According to Kelso, the GSA’s mission is to nurture a supportive environment in the Northtown community.

The GSA marched as a walking float in the Homecoming Parade, carrying a banner reading ‘It gets better’, a popular message to gay or questioning teens. They hope to participate in the National Day of Silence this spring. The Day of Silence, occurring on April 20, requests students to take a vow of silence to raise awareness of anti-LGBT bullying and harassment.

Senior Jalyn Dewer enjoys being a part of GSA.

“I love the fact that I can help people who don’t understand that people can be different, and help them be less close-minded,” she said. Dewer thinks GSA is important, because “there’s a lot of people in this world who don’t understand what it means to have a different sexuality, and that it’s not bad.” She added that GSA is a safe place where students can go without being judged.

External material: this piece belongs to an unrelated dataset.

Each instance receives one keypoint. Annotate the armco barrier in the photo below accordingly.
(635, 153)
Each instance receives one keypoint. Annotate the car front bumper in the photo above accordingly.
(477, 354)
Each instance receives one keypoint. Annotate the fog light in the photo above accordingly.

Junior Christina Blake Meier likes GSA because she can get active in the gay community.

In Meier’s opinion, the club is significant “because it helps a lot of kids who are going through a rough time, and lets them know there are people to support them.”

Kelso, Dewer, and Meier all encourage students to join GSA.

“Anyone questioning or exploring their sexuality and who wants a safe place” should come, Kelso said. She stressed that GSA could be a place of support for those facing non-supportive family members. Even if students are intimidated because they think there is a stigma attached, they should try attending.

Dewer added, “We need more members. All you can do is come, have fun, and have serious discussions. We’re here if you need anyone else to talk to.”